The Fashions and Pleasures of New York

December 1922 John Mcmullin
The Fashions and Pleasures of New York
December 1922 John Mcmullin

The Fashions and Pleasures of New York

Small Restaurants in By-Streets

JOHN McMULLIN

WHEN dining before the t>lay at seven or seven-thirty, it is necessary to have a short, well-ordered and quickly served dinner so that one gets to the theatre by the first curtain. The first places that come to mind where one is assured of getting just this sort of service, are the Ritz, Sherry's, Pierre or Delmonico. But there are those nights, even in New York, when one wants to make a ceremony of dinner and sit long over coffee in some quiet place with a friend or two, and enjoy life in a more continental way. New York is full of little restaurants where it is possible to sit back from life in this manner. Food in such places is likely to be the food of the peasants of the country from which the proprietor comes, and it is something of a pleasure to change one's diet so completely from our usual fare, that of the cosmopolitan French cuisine.

If there is such a thing as real American cooking, it is to be got only at such places as "Child's" where the cornbeef hash is topped with two poached eggs and the hot cakes are served thick and brown with both butter and maple syrup. But there is another type of American cooking which can be found no where in the world so well as at a wonderful restaurant in Seventh Avenue, down by Twenty-fifth Street, called "Castle Cave." If you do not know this place, a real experience is in store for you. A long room, with a grill in the rear, where one can walk about and see the dinner being prepared and where the chef will ask you "would you like a little more of this, or that" and where one can have the fun of mixing one's own mustard sauce for the steak, or preparing one's pet salad dressing with just that personal touch.

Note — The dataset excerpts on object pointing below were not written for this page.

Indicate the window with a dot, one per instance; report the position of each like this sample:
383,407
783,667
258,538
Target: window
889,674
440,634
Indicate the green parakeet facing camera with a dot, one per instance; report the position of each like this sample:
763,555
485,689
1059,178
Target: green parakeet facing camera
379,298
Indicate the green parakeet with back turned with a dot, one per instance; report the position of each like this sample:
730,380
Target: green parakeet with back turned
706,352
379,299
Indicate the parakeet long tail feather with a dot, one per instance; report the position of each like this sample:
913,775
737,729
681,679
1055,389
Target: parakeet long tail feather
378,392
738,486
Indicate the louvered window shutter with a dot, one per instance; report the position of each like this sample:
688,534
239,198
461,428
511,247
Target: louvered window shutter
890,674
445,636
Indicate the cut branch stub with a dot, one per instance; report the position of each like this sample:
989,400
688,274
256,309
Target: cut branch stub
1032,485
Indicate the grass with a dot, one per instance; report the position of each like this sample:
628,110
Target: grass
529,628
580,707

The grill is aglow with hickory coals, The "dish" of the place is a soup plate filled with hot coals on which are placed clams freshly opened, over which a bacon sauce is poured. I am sure that nowhere else can it be done like that. Their mutton chops are twice the size of the ordinary self-respecting chop and they serve them with browned potatoes, done with bacon, and a heaping dish of brown, crisp fried onions. It is a place to go when in the mood to linger long over dinner and consider it carefully with an Epicure's eye.

For English food, The Piccadilly in West 45th Street can show a side of beef so big that it has to be wheeled around on a wagon by an attendant who carves the slices to your taste, and recovers the juice which drips down into the gravy pan in a way which only the English understand. This place is oddly reminiscent of Simpson's in London, famous the world over for its beef and mutton. The Piccadilly also makes a specialty of beefsteak and kidney pies, Dover sole and deep dish apple pies, This is the food of the taverns of England, but one has to admit that these dishes are made no better there than here.

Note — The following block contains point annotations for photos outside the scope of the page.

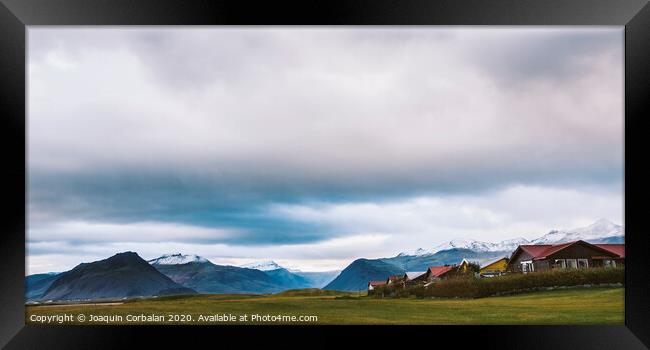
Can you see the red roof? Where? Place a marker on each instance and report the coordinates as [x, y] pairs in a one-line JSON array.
[[437, 271], [541, 251], [618, 249], [535, 250]]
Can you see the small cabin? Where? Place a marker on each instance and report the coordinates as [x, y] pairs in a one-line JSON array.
[[570, 255], [373, 284], [494, 268]]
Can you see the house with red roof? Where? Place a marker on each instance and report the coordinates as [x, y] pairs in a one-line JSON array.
[[435, 273], [576, 254], [373, 284], [394, 279]]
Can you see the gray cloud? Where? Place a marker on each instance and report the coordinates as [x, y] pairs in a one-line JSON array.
[[208, 127]]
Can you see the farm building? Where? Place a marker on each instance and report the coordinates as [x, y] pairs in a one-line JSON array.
[[618, 249], [576, 254], [373, 284], [394, 279], [437, 273], [494, 268], [413, 277]]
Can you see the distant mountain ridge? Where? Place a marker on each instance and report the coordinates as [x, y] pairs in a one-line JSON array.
[[601, 231], [356, 275], [176, 259]]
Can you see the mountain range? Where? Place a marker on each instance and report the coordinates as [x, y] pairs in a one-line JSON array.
[[127, 275], [356, 275], [124, 275]]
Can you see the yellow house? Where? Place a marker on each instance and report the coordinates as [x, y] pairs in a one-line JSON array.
[[494, 268]]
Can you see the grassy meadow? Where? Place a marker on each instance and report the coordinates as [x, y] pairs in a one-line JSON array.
[[564, 306]]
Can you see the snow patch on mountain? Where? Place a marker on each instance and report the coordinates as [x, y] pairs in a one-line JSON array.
[[177, 259], [263, 265], [601, 230]]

Everyone has his pet Italian restaurant, but I will tell you a secret about them, The perfect host is the man who is wise enough to go himself and order the real Italian dinner under the guidance of the patron. Then instead of having soup, fish, broiled chicken and salad, one can have Minestrone, an enormous dish of spaghetti, or risotto and chicken done in the Italian style which is much more appealing than the broiled chicken of the French chef. At real Italian restaurants one should have for one course a vegetable cooked in oil. The Italian residents of New York say that for this one should go to a little restaurant in Lexington Avenue near 42nd Street called "Napoli."

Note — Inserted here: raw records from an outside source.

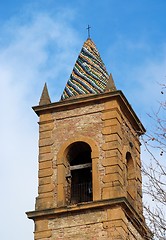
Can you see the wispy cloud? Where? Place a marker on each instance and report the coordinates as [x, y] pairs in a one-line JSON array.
[[32, 52]]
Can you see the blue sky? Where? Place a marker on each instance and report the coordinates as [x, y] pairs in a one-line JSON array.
[[39, 42]]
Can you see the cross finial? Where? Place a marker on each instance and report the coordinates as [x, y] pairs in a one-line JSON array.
[[88, 28]]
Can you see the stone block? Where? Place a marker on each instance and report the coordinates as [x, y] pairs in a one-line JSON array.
[[43, 234], [45, 173], [45, 142], [44, 180], [113, 153], [111, 145], [45, 117], [106, 115], [45, 164], [113, 137], [46, 188], [43, 127], [44, 149], [45, 135], [112, 161], [111, 177], [45, 157]]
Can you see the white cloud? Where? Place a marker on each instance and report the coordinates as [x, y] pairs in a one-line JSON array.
[[36, 51]]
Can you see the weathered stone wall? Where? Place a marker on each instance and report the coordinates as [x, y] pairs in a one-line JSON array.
[[108, 131]]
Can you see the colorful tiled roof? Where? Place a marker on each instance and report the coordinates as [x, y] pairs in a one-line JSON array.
[[89, 74]]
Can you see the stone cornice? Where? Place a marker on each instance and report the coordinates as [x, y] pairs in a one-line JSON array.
[[84, 100], [111, 203]]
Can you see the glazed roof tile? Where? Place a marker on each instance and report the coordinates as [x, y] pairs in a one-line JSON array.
[[89, 75]]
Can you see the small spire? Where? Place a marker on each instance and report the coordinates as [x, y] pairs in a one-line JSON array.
[[45, 98], [110, 84], [88, 28]]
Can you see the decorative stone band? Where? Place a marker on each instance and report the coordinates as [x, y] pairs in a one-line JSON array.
[[89, 74]]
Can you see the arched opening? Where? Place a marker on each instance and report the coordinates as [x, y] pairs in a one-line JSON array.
[[79, 174], [131, 188]]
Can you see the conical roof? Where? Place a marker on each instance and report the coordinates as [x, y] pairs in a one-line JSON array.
[[89, 74]]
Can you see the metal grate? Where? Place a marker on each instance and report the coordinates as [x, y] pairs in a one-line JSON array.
[[81, 192]]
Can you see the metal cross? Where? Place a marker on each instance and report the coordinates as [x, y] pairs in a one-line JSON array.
[[88, 28]]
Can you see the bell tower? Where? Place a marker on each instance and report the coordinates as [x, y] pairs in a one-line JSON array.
[[90, 184]]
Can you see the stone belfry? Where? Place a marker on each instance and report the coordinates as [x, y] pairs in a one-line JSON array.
[[90, 184]]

For odd food there is nothing more surprising than the Mexican dinners one can get at Joel's, upstairs over a little cafe in West 41st Street, next to the National Theatre. The head waiter there, if one has a private interview with him, will conjure up marvelous surprises, Also by way of entertainment, there is a man who plays the piano and some entertainers who sing. In an open space in the middle of the floor one can dance. This restaurant reminds one of the foreign restaurants in San Francisco before the fire, which had more atmosphere than any places of their kind have ever had in this country. There is no one who has not had a weakness for hors d'oeuvres,— sometimes to an extent positively dangerous—so that plenty are found to appreciate the Danish restaurant called Henry's in 36th Street, near Sixth Avenue, where they cannot be excelled. Here one dines very early, between half past six and seven, because in the middle of the room there is an enormous table spread with thirty-five or more different kinds of hors d'oeuvres and it is a case of "First come, first served." The feast can be imagined. It is possible to lose all sense of selection and feel only a desire to try everything. Danish hors d'oeuvres are like those one finds in Russia; in fact, the food in Denmark is as delicious as any food to be found in Europe. The rest of the dinner is equally tempting if one has not been floored by the hors d'oeuvres.